Alpha Sigma Nu Holds Panel Discussion on Jesuit Education After Graduation

by Stephanie Johnson


On April 2, the Boston College chapter of Alpha Sigma Nu, the honor society for Jesuit colleges and universities, held its flagship event of the spring semester. A panel discussion on the role of a Jesuit education after graduation took place in Higgins 310. The event was organized by the current officers and facilitated by Fr. Gregory Kalscheur, Alpha Sigma Nu’s faculty advisor. The panel was comprised of six panelists including Ashley Duggan, Associate Professor of Communication; Fr. James Keenan S.J., Professor of Theology and Director of the Presidential Scholars Program; Fr. Richard McGowan S.J., Adjunct Professor of Finance and Economics; Tim Muldoon, Assistant to the Vice President for University Mission and Ministry; Tim Mulvey, Assistant Director of the Center for Student Formation; and Fr. James Weiss, Associate Professor of Theology.

Together the panelists aimed to answer how one continues to live according to the values of a Jesuit education. Tim Muldoon was the first panelist to address the juniors and seniors in attendance. He suggested that we see ourselves carrying on something started long ago by St. Ignatius. Ignatian spirituality provides us with the confidence needed to discover what it means to be a human being. Muldoon recommended that the members of Alpha Sigma Nu continue to ask themselves, “What is it that God made us for?” The Boston College faculty “cares about what kind of human beings you become.” Finally he stated that a Jesuit education has ultimately given us a lifelong appreciation for what is worth loving.

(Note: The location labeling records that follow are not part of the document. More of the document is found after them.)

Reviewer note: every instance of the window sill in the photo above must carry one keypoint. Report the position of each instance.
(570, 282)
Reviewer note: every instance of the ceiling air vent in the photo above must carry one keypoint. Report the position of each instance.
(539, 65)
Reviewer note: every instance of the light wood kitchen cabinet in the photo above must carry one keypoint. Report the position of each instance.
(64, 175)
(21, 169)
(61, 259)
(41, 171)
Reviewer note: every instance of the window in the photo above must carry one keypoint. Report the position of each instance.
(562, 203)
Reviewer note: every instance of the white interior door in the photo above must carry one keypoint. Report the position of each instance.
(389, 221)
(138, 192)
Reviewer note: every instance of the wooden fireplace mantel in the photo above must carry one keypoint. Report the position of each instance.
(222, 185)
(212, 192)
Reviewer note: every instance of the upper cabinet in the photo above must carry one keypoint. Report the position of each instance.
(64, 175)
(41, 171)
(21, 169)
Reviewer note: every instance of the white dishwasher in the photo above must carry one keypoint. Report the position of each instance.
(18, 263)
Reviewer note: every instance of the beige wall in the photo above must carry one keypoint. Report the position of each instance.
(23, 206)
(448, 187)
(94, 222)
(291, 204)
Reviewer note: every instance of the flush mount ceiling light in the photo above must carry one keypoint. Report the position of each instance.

Next, Tim Mulvey presented the audience with an experience of his own which enabled him to recognize the value of a Jesuit education. He ultimately found it in the midst of failure. After two years of teaching through a program in Tennessee, he realized that he hated teaching. It simply was not what he was meant to do. That was when his Jesuit education came to the rescue. He utilized the three “be’s” to discern what he was truly meant to do: be attentive, be reflective, be loving. What he learned at Boston College ended up helping him through a very tough time in his life. He recommended that the audience use the three “be’s” when experiencing failure.


Ashley Duggan spoke next, and she reflected on her time as a professor at Boston College. She suggested that BC is “a place to step back and look at the long road, find integration in unexpected ways, and discover the hidden meaning in life.” We must ask ourselves how our education plays a role in our everyday decisions.


Fr. Keenan followed Duggan with a few words on vocation. He stated, “As members of the Society of Jesus, we each have our own vocation; that’s what we believe about students, too.” He claimed that Jesuit education is about faith, social values, excellence, and realizing our own vocations. We are not all invited to be the same person. It is important that we each become who we are called to be. Our Jesuit education allows us to pursue our vocations in life. He concluded by stating, “We are all made in the image of God, but we are made differently.”


Next Fr. McGowan offered a management perspective. He told the audience, “One thing to take out of stats is how to take a risk.” Our Jesuit education teaches us that risk has two elements: danger and adventure. His hope is that the ideal Jesuit graduate has learned to want to take risks and seek out adventure.


Finally Fr. Weiss reflected on the results of two Jesuit educations in his life. He focused largely on the transition of Jesuit education throughout the past 40 years. He claimed that a lot of what we call Jesuit is not specific to Jesuits but rather is common amongst Catholics. Since 1975, Jesuit education has become associated with social justice, the practice of reflection, and discernment. According to Fr. Jim Weiss, “the subject of what is distinctively Jesuit remains unclear.”


The panel concluded with a question and answer session involving the members of Alpha Sigma Nu in attendance.